Following a submission made by Matheson Ormsby Prentice, the Financial Regulator has today confirmed in an updated policy note that it has amended its naming convention for Irish authorised investment funds, so that sole reference to an investment manager’s name will now be permitted in the title of a sub-fund within an umbrella fund structure.

With effect from 1 September 2010, the Financial Regulator will permit the sole name of an investment manager in the title of a sub-fund where:

  • the name of the umbrella fund contains the name of the promoter; or
  • the name of the umbrella fund contains the brand name of the promoter.

In both cases, where a supplement to the prospectus is published in respect of the sub-fund, the name of the promoter must be stated clearly on the supplement cover.

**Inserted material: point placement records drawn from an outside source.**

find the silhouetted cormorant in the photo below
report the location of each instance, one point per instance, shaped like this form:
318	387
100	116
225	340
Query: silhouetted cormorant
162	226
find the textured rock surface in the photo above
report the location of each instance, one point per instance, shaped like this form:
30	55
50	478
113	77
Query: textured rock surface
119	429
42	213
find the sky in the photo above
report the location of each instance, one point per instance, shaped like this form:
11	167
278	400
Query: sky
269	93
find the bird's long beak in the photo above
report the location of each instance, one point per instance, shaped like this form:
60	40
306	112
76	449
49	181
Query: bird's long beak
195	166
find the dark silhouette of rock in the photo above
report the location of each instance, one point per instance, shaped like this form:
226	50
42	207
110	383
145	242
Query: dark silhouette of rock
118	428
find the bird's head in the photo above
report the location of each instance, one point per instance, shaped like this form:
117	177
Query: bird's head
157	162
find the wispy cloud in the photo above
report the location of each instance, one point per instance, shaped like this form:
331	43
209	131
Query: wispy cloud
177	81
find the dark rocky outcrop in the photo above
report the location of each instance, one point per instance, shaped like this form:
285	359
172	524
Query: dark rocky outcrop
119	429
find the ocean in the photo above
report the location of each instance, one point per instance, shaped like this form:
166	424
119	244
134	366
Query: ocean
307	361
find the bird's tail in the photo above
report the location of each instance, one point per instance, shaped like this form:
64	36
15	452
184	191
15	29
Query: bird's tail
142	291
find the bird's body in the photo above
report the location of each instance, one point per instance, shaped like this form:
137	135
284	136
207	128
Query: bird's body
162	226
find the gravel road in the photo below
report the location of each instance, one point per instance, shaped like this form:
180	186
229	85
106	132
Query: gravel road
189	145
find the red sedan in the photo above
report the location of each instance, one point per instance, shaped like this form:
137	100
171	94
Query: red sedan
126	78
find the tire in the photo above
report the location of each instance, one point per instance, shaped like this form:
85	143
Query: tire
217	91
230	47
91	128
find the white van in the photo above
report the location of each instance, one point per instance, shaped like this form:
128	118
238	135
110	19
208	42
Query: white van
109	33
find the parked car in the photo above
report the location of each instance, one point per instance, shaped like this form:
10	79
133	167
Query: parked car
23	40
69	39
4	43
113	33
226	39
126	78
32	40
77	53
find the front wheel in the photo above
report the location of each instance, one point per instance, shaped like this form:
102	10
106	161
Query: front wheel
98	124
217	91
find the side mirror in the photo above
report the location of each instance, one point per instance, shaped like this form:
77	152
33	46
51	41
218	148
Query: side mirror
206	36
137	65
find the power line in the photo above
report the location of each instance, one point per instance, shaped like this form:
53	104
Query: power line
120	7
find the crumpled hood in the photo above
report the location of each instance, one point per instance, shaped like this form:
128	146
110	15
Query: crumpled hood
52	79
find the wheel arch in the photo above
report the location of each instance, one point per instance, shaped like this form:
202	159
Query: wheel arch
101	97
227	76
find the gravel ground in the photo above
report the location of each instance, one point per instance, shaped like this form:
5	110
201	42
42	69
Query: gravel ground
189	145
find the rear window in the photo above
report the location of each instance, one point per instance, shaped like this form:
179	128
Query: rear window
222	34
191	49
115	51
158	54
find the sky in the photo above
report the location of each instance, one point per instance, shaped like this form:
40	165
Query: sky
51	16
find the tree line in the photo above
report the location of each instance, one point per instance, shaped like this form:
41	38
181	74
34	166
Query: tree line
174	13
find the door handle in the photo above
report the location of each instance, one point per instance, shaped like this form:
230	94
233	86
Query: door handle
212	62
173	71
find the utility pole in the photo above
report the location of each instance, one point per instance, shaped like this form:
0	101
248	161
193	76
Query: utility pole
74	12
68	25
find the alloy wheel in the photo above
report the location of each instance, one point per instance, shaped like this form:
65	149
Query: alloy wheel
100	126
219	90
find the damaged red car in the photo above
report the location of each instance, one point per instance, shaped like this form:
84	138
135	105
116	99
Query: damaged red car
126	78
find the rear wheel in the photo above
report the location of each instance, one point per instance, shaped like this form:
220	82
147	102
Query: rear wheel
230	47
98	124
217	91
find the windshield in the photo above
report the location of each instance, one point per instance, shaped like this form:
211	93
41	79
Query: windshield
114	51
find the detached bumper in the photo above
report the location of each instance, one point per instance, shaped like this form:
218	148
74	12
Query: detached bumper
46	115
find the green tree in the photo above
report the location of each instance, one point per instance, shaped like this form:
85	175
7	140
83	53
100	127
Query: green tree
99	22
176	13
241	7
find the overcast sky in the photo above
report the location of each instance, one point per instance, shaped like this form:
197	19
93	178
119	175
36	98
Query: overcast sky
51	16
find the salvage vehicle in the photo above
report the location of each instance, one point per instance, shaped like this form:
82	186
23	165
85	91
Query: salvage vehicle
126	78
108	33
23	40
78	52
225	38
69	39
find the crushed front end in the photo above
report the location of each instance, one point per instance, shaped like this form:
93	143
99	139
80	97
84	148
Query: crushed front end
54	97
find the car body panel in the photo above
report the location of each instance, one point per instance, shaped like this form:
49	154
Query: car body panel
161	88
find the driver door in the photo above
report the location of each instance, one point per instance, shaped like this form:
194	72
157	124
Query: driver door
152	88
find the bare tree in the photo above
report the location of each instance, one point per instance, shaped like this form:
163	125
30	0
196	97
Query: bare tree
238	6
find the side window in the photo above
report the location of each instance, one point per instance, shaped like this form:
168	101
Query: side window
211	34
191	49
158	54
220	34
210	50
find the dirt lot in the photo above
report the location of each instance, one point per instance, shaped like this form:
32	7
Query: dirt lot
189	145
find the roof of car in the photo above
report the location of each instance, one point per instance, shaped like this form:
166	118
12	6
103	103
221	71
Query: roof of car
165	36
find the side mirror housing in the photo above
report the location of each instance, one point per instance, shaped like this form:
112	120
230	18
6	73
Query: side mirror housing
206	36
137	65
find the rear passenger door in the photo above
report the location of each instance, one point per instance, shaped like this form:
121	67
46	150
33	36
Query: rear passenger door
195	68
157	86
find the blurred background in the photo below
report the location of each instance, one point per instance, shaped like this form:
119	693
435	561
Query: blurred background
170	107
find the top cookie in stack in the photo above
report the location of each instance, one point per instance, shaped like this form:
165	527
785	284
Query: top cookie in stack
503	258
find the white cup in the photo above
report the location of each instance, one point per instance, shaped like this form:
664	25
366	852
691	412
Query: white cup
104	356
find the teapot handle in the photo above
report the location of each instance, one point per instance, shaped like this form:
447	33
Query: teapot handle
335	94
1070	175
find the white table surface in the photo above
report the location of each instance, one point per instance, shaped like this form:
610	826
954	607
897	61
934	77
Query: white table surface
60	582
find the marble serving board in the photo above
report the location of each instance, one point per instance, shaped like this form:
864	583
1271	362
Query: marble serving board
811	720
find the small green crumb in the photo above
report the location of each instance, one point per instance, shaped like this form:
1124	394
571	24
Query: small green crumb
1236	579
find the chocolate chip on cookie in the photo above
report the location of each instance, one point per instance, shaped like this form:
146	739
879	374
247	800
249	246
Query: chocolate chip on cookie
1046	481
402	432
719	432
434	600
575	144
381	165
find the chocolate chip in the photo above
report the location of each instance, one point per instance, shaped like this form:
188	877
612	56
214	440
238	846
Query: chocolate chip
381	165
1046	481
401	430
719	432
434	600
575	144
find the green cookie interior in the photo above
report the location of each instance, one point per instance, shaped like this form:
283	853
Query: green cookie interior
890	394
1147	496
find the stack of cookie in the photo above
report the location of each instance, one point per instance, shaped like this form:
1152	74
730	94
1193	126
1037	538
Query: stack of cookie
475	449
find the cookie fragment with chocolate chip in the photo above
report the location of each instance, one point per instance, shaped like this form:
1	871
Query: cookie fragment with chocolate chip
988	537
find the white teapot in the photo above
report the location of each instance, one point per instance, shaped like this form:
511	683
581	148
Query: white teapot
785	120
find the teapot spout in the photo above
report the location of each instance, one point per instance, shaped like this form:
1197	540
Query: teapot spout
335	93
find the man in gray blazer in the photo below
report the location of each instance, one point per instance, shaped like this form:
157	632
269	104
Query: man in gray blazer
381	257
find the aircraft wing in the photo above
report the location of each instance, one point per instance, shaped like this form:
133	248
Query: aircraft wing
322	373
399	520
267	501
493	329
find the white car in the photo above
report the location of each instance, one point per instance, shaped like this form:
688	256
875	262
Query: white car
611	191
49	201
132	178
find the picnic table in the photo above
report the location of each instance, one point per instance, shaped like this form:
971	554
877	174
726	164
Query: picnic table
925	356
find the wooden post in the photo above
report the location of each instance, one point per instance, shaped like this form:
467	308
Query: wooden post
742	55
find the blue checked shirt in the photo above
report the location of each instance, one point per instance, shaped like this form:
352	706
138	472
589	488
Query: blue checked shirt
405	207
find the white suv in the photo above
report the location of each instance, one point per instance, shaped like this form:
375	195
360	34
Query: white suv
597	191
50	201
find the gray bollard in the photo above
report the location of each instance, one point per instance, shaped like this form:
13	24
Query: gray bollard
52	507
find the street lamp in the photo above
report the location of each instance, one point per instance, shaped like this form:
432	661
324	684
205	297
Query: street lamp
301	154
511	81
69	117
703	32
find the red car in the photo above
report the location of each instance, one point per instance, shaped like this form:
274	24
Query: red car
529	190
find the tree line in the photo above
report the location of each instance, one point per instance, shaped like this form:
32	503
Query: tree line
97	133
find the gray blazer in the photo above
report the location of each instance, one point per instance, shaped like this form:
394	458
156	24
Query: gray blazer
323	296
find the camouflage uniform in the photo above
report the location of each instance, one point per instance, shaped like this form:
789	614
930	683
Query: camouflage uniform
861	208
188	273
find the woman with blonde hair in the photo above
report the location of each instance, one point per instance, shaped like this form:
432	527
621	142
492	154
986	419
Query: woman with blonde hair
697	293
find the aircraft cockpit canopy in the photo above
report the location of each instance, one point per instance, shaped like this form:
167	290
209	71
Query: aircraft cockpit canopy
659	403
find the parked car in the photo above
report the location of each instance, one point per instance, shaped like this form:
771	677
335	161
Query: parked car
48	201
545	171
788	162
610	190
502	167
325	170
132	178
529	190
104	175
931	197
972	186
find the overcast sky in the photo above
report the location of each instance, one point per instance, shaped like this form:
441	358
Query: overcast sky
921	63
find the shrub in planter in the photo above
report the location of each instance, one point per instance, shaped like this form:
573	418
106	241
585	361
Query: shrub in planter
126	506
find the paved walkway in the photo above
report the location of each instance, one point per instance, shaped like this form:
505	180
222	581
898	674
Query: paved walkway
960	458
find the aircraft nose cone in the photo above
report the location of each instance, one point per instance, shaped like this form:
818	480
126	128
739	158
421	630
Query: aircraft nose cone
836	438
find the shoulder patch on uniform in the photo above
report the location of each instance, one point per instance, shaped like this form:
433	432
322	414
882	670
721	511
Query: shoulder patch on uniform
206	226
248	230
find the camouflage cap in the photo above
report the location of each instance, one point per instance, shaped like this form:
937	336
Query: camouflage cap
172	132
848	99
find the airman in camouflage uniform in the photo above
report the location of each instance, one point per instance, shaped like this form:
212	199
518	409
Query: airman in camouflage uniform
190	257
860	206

This development represents an enhancement to the existing rules and framework relevant to umbrella funds generally and for fund platforms. To date, the Financial Regulator's requirements did not permit sole reference to the name of an investment manager in the title of an investment fund or in the name of a sub-fund within an umbrella fund, save in circumstances where the majority ownership of the investment manager resided in the promoter or its parent.

A number of the world’s largest investment banks and international institutions have chosen Ireland over Luxembourg for the establishment of UCITS fund ranges and promoters are choosing Ireland to establish third party fund platforms, recognising the benefits of the efficiency of the Irish process together with the greater level of understanding of derivatives products within the Financial Regulator and the Irish service provider community.


To date, with the exception of open-ended retail distributing investment funds which invest predominantly in debt markets, Irish investment funds have been permitted to charge fees and expenses to capital subject to the requisite provisions regarding the constitutional document, prospectus and subscription application form.

Following a number of industry submissions, the Financial Regulator has now confirmed that it has revised its approach in relation to open-ended distributing fixed income funds and, with effect from 1 September 2010, all investment funds will be permitted to charge fees and expenses to capital, with the following additional disclosure requirements applying in the case of retail fixed income funds:

  • The greater risk of capital erosion given the lack of potential for capital growth must be highlighted, together with the likelihood that due to capital erosion the value of future returns would also be diminished;
  • Where the priority of the fund is the generation of income rather than capital growth this should be highlighted. In addition, the prospectus should include a statement that distributions made during the life of the fund must be understood as a type of capital reimbursement; and
  • Any income statement issued to investors where expenses have been charged to capital should include a statement to explain the effect of this accounting policy including wording to the effect that the investor’s capital amount has been reduced.